D. -Il sasso lanciato nel lago letterario da “Briciole di un sogno” con le sue onde concentriche sempre più vaste, quali sussulti ha suscitato, a suo giudizio, sulla riva degli autori attuali? È stato assorbito senza sconcerto?
R,- Purtroppo oggi gli scrittori del futile o dell’autoreferenzialità letteraria mercificata e gli stessi editori prediligono una tipologia narrativa che catturi in ogni modo l’interesse dei lettori, detentori di un mediocre bagaglio culturale facilmente influenzabile dai titoloni rimbalzanti sulla stampa e sul commento di recensori prezzolati, che spesso non leggono il libro, ma impastano vaghe nozioni, assemblate in giudizi generici, ma accattivanti per sedurre i lettori. Gli assoluti valori della vita sono stati ripudiati dagli scrittori di oggi.
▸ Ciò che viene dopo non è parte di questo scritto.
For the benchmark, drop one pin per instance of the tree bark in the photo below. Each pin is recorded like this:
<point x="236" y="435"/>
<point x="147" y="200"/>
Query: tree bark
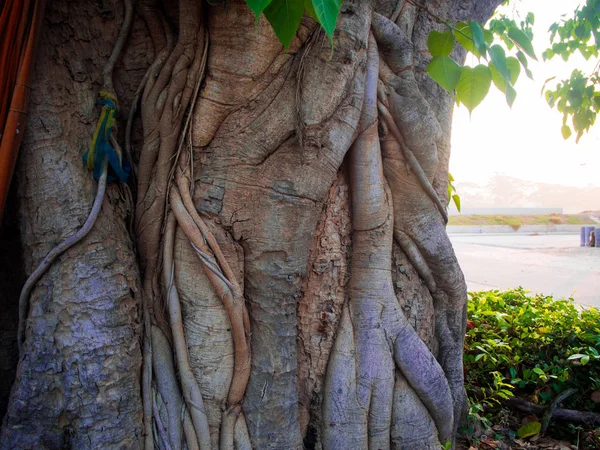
<point x="288" y="228"/>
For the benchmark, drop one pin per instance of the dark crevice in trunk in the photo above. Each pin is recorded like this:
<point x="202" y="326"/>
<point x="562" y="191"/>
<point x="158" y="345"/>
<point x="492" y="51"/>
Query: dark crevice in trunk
<point x="12" y="278"/>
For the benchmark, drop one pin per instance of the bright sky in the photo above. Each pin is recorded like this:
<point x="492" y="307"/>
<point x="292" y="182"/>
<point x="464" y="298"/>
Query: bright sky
<point x="526" y="142"/>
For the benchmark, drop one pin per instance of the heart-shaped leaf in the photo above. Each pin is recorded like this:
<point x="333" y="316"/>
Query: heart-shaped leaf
<point x="440" y="44"/>
<point x="473" y="85"/>
<point x="445" y="72"/>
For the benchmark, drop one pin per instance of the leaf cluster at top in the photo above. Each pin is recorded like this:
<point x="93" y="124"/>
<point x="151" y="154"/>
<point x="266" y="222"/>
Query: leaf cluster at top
<point x="471" y="84"/>
<point x="285" y="15"/>
<point x="578" y="97"/>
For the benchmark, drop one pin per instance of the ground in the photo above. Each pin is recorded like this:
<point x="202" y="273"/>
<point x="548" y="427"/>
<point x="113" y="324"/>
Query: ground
<point x="552" y="264"/>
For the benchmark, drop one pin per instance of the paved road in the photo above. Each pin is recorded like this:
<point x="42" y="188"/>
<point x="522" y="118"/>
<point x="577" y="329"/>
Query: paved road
<point x="551" y="264"/>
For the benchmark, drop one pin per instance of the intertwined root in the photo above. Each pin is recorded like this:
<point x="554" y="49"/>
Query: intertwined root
<point x="378" y="364"/>
<point x="374" y="336"/>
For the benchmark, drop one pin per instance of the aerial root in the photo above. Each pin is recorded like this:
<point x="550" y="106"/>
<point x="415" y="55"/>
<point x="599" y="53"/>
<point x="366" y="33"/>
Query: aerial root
<point x="166" y="383"/>
<point x="412" y="160"/>
<point x="55" y="253"/>
<point x="232" y="299"/>
<point x="426" y="377"/>
<point x="416" y="258"/>
<point x="191" y="390"/>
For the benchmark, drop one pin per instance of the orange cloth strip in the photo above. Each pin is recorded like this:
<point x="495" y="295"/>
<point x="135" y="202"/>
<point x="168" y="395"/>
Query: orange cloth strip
<point x="20" y="25"/>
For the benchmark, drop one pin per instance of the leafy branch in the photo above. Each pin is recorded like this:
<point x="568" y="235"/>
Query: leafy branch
<point x="471" y="84"/>
<point x="285" y="15"/>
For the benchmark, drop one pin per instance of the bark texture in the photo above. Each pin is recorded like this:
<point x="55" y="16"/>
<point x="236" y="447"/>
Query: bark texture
<point x="293" y="284"/>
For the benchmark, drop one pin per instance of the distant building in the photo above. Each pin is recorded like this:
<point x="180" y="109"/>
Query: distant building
<point x="506" y="211"/>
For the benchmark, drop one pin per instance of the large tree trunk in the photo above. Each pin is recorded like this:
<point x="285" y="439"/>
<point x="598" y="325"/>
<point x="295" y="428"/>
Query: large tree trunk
<point x="282" y="277"/>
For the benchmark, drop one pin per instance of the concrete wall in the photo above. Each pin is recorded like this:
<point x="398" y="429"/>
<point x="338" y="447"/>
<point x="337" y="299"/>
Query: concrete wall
<point x="506" y="211"/>
<point x="524" y="229"/>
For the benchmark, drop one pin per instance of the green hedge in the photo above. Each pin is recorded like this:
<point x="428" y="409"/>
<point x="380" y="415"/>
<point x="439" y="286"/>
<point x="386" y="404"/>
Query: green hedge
<point x="532" y="346"/>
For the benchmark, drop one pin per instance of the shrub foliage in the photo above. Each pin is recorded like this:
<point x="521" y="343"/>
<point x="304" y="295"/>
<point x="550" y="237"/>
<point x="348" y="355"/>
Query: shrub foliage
<point x="533" y="347"/>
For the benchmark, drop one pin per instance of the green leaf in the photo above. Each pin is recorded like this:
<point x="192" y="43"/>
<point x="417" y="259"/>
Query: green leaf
<point x="511" y="95"/>
<point x="440" y="44"/>
<point x="456" y="199"/>
<point x="498" y="57"/>
<point x="523" y="60"/>
<point x="445" y="72"/>
<point x="464" y="36"/>
<point x="529" y="429"/>
<point x="514" y="68"/>
<point x="310" y="9"/>
<point x="258" y="6"/>
<point x="522" y="41"/>
<point x="284" y="16"/>
<point x="473" y="85"/>
<point x="478" y="37"/>
<point x="327" y="12"/>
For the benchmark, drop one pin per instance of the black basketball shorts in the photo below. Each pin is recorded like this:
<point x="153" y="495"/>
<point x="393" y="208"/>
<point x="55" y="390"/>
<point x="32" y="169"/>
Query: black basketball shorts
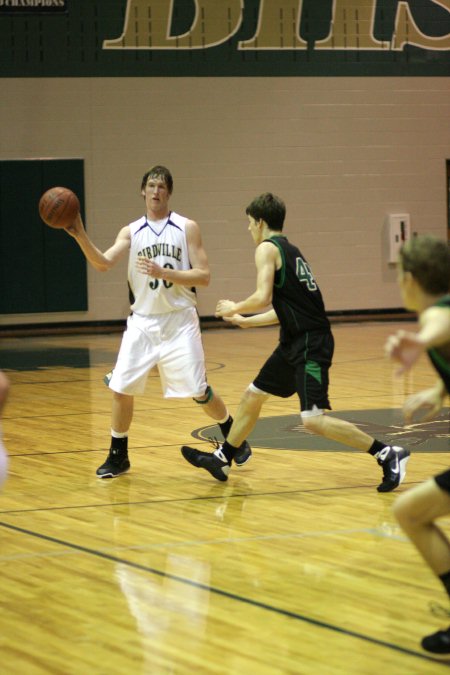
<point x="300" y="366"/>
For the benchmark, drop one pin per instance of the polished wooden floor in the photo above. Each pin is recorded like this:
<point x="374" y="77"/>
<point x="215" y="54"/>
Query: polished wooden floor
<point x="295" y="565"/>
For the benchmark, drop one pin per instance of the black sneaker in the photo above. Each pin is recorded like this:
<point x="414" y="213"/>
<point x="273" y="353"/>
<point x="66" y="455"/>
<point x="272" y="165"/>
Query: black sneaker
<point x="437" y="643"/>
<point x="393" y="460"/>
<point x="214" y="462"/>
<point x="116" y="463"/>
<point x="243" y="454"/>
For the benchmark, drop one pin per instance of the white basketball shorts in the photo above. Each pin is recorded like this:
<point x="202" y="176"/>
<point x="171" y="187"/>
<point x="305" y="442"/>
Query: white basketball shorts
<point x="173" y="343"/>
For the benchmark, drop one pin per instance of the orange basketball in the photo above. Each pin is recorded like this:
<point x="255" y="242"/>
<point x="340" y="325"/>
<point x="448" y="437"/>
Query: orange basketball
<point x="58" y="207"/>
Nonostante il mio romanzo raccolga i frammenti di un sogno d’amore terreno e metafisico, da incollare nella originale dimensione, la critica ha sommessamente elogiato la novità strutturale e tematica del romanzo, senza ,però, motivare l’elogio. Ma io sono convinto che solo pochi grandi autori e poeti italiani e stranieri siano riusciti a percepire il ventaglio di novità che consente di annoverare BRICIOLE DI UN SOGNO, come sosteneva Giorgio Barberi Squarotti, sottolineando la novità assoluta del mio lavoro che apre vie nuove alla letteratura italiana che tanti autori dovrebbero seguire per il radicale rinnovamento, finalizzato a restituire alla letteratura la “sacralità” di cui parlava Moravia. Ma il critico e poeta che in maniera assoluto ha individuato le molte parti del testo analizzate, secondo il giudizio dei lettori arrivati in redazione di TERZO MILLENNIO, è stato il Maestro assoluto di poesia e di vita Lucio Zaniboni, ed il Premio, fuori concorso, alla Cultura assegnato al romanzo nel Premio TERZO MILLENIO 24live.it dalla giuria e dal pubblico, che ha capito che il romanzo era per loro e di loro.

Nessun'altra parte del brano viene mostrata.